# trouble-shooting critical system hang

## darkphader

I need some assistance tracking down the cause of a system hang.

The server (no X installed) handles dns, dhcp, and ntp plus file and print sharing via samba. The client mainly notices that the shares are offline and they can't get any work done, but all services are suspended. The monitor is blank and access via ssh is refused. The system does, however, respond to an arping and usually a ping as well. The logs indicate nothing.

There is no magic with magic sysreq - the elephants are very boring and the system does not reboot, it requires a power on reset.

No specific set of circumstances has been identified with the issue. It may run OK for only half an hour, but usually several days to a week. EDIT: should also mention it has only happened during production, never after hours.

Thanks for any clues/ideas.

Chris

----------

## Baly

It almost sounds like it may be going OOM, I would suggest you fire off a top job in batch mode dumping to a file every 30 seconds to 5 minutes depending on your preference.  That will at least let you have a look at what was occurring prior to the system becoming unresponsive and may give you some additional insight.  Something like:

top -b -d 30 > top.out &

----------

## pappy_mcfae

 *darkphader wrote:*   

> EDIT: should also mention it has only happened during production, never after hours.
> 
> Thanks for any clues/ideas.
> 
> Chris

 

Herein lies the biggest clue. When was the last time you opened said machine and checked it for dust accumulation, restricted air flow, or the like? Did it start acting this way suddenly, or progressively over time? Have you allowed the server to just sit doing nothing (or being "locked") until it comes back around of its own accord? Do you get excessive hdd light operation during the lockup, or does the hdd light stay off? 
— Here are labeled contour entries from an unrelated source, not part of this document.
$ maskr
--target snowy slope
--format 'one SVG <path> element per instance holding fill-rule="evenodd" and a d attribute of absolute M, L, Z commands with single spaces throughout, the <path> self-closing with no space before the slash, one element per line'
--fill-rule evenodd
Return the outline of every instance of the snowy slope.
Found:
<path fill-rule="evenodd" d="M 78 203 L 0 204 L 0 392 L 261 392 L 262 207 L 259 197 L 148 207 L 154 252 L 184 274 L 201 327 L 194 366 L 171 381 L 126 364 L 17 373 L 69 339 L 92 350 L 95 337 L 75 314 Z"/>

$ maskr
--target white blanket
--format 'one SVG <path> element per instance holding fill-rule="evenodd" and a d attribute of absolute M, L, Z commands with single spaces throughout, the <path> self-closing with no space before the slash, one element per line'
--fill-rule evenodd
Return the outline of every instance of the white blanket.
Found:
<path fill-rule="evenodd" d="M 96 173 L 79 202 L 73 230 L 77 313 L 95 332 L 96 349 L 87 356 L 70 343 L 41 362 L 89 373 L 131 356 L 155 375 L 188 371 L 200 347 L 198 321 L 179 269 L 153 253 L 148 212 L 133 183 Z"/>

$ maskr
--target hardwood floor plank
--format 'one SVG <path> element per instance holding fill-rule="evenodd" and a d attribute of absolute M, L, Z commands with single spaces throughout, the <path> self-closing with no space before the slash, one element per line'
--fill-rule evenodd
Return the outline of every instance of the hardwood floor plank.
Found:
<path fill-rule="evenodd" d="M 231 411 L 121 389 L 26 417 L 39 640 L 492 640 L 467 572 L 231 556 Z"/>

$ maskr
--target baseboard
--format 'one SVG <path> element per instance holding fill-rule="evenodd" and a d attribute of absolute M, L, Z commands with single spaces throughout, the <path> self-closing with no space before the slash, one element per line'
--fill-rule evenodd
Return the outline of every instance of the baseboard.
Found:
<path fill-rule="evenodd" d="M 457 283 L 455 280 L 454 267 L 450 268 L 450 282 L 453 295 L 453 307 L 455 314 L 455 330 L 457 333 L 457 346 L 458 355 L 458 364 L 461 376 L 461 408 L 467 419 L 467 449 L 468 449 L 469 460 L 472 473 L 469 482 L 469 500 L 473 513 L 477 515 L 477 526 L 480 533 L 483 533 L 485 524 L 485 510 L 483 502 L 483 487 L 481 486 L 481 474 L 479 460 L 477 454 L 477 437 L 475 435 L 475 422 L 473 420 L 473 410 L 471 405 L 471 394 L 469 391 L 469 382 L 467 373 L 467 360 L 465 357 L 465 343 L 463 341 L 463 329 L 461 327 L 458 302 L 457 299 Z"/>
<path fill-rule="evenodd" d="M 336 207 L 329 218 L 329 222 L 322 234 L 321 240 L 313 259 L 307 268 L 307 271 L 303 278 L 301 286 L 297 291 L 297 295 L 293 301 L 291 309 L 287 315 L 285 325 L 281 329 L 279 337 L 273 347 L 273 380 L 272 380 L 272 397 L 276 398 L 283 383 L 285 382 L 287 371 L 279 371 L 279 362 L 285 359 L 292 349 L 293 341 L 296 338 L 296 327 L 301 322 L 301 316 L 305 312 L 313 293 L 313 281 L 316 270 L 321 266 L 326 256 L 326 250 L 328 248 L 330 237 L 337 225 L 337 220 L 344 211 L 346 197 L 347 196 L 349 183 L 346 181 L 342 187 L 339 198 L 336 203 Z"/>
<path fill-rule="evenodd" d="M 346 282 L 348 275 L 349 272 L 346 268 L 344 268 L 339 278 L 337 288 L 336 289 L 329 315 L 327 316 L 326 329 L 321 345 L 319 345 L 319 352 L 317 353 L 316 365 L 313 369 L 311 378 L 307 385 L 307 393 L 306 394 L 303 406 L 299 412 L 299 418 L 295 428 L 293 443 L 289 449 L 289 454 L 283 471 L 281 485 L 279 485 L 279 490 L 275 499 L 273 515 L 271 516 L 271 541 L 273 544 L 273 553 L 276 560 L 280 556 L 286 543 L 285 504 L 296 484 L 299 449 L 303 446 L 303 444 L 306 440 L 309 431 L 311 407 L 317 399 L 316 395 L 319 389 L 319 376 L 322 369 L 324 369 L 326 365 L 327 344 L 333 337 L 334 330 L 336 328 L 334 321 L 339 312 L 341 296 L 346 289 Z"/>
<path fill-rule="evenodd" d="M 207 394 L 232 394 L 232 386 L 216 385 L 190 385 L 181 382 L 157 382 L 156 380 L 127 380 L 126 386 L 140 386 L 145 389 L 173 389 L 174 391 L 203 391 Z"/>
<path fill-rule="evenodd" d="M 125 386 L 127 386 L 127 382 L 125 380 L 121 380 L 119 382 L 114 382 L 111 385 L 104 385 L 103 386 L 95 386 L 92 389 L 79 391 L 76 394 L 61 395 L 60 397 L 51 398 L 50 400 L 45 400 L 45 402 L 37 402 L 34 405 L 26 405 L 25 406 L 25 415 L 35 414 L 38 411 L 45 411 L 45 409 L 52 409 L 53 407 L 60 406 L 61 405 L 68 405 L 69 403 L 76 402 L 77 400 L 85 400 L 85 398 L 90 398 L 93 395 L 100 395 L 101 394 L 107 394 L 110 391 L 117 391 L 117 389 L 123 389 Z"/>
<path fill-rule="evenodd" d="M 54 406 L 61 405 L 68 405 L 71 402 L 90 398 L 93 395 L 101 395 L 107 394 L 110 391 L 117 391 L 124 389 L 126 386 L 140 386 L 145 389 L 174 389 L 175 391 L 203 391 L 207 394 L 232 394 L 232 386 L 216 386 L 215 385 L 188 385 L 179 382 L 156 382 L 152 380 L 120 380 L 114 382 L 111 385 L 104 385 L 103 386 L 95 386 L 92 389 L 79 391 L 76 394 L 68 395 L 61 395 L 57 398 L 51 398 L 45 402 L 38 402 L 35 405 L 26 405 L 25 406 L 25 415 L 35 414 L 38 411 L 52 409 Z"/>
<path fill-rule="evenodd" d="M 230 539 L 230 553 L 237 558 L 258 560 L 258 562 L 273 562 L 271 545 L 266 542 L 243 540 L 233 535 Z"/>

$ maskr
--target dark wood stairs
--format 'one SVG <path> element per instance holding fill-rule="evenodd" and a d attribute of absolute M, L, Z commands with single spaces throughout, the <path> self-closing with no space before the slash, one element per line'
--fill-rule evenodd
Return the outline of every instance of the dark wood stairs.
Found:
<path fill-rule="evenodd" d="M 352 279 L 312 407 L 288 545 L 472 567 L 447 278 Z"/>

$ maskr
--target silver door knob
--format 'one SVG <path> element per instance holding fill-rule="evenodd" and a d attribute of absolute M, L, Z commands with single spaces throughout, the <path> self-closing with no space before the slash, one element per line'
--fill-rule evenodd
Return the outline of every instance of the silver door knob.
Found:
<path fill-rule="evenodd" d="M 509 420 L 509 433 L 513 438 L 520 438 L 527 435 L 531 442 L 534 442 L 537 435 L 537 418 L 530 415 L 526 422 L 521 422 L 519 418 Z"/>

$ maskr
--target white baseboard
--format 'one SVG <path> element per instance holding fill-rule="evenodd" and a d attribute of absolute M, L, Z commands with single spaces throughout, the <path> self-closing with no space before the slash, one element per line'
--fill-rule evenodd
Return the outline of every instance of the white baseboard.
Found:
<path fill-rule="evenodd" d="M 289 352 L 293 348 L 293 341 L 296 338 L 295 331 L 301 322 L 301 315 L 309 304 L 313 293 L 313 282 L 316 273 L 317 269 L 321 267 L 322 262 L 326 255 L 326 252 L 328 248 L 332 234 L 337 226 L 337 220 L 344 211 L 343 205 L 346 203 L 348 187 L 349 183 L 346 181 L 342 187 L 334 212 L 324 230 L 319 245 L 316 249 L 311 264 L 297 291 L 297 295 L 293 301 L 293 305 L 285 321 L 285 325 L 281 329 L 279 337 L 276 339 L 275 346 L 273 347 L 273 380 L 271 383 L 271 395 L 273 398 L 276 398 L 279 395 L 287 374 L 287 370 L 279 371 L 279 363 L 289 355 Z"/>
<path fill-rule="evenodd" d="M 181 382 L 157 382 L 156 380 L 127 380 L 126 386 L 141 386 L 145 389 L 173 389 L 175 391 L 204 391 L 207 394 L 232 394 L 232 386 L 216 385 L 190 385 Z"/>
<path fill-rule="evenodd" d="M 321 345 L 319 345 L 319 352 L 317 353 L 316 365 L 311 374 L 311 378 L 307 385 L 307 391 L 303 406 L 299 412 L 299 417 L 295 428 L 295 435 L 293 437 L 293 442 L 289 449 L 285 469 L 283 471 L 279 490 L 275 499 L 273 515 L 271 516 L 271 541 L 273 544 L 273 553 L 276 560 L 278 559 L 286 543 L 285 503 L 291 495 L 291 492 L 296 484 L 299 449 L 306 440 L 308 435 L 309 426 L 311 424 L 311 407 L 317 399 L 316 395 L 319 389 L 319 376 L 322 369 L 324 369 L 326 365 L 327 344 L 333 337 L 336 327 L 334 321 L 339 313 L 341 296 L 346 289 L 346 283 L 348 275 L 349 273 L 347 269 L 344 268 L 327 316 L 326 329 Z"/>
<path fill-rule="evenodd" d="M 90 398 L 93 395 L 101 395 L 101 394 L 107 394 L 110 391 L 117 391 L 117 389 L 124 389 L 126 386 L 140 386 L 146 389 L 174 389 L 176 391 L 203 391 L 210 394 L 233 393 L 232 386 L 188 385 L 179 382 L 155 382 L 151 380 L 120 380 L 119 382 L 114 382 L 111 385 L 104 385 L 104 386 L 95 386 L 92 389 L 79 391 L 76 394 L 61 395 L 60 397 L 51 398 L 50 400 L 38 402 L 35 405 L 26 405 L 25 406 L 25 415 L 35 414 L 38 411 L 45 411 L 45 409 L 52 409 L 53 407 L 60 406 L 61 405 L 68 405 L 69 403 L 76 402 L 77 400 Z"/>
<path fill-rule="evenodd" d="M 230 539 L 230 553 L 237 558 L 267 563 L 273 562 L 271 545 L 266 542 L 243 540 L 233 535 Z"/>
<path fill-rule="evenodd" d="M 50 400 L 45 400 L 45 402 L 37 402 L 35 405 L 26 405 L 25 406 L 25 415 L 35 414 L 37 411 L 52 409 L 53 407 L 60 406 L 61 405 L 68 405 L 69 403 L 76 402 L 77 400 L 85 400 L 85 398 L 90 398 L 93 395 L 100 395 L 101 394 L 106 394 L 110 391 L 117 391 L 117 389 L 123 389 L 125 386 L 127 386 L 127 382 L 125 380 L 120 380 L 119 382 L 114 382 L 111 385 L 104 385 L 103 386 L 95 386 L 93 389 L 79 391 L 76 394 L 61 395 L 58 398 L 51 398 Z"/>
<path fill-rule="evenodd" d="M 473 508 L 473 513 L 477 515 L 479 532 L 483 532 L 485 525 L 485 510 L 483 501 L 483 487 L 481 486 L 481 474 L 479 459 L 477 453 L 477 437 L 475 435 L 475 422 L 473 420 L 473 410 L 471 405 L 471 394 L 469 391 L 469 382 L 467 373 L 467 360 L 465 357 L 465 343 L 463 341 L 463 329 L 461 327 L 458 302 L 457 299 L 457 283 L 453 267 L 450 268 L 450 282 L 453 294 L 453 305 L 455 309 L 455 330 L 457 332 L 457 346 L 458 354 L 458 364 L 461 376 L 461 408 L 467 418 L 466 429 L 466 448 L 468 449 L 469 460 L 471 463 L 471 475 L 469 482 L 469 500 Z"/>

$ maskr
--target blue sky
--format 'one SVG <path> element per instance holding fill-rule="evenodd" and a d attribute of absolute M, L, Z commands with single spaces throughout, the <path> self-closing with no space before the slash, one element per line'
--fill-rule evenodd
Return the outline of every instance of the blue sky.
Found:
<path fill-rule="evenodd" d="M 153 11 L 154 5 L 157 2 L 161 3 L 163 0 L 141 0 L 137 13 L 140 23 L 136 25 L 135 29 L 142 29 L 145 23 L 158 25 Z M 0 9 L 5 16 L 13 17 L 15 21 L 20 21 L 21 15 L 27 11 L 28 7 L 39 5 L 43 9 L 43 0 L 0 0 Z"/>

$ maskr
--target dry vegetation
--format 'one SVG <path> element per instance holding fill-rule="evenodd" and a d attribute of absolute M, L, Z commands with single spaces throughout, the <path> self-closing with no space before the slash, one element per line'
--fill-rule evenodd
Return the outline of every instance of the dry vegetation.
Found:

Since it is ping-able, that tells me it's not dying completely. However, it is clear that something is putting it under a lot of strain.

Good luck on that.

Blessed be!

Pappy

----------

## darkphader

Thanks for the ideas. I am now running top to see if that will provide any info on a failure. And will also look into the possibility of overheating, although the system is in a rack in a very clean room so I was totally discounting it, but agree it should be examined.

----------

## pappy_mcfae

"Clean" is a relative term. No matter where computers are operated, there will be dust. Computers like dust, especially the cooling fins of the CPU heatsink.

Blessed be!

Pappy

----------